I walked quietly into the garden toward the fence between the two houses, speaking to it in a low voice. I told it that I thanked it for having come; that I wanted it to be safe. I moved backward again a little to look at it better. Suddenly it was in air, had flapped out of sight.
It would be easy to call this apparition “dreamlike,” but it did not feel so. After some moments I went into the house. I wanted to be sure I could name what I had seen; to stay with what I had seen. I pulled from the bookcase a guide to Pacific Coast ecology. The color plate of the Great Blue Heron confirmed my naming.
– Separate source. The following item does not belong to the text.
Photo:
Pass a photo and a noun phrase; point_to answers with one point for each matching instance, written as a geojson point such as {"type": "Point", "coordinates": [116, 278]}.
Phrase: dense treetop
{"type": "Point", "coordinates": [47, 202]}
Then, as I sat there, my eye began to travel the margins of the book, along the names and habitats of creatures and plants of the 4,000-mile Pacific coastline of North America. It was an idle enough activity at first, the kind that sometimes plays upon other, subterranean activities of the mind, draws thinking and unfiltered feelings into sudden dialogue. Of late, I had been consciously thinking about the decade just beginning, the last of the twentieth century, and the great movements and shudderings of the time; about the country where I am a citizen, and what has been happening in our social fabric, our emotional and sensual life, during that century. Somewhere beneath these conscious speculations lay a vaguer desire: to feel the pull of the future, to possess the inner gift, the unsentimentality, the fortitude, to see into it—if only a little way.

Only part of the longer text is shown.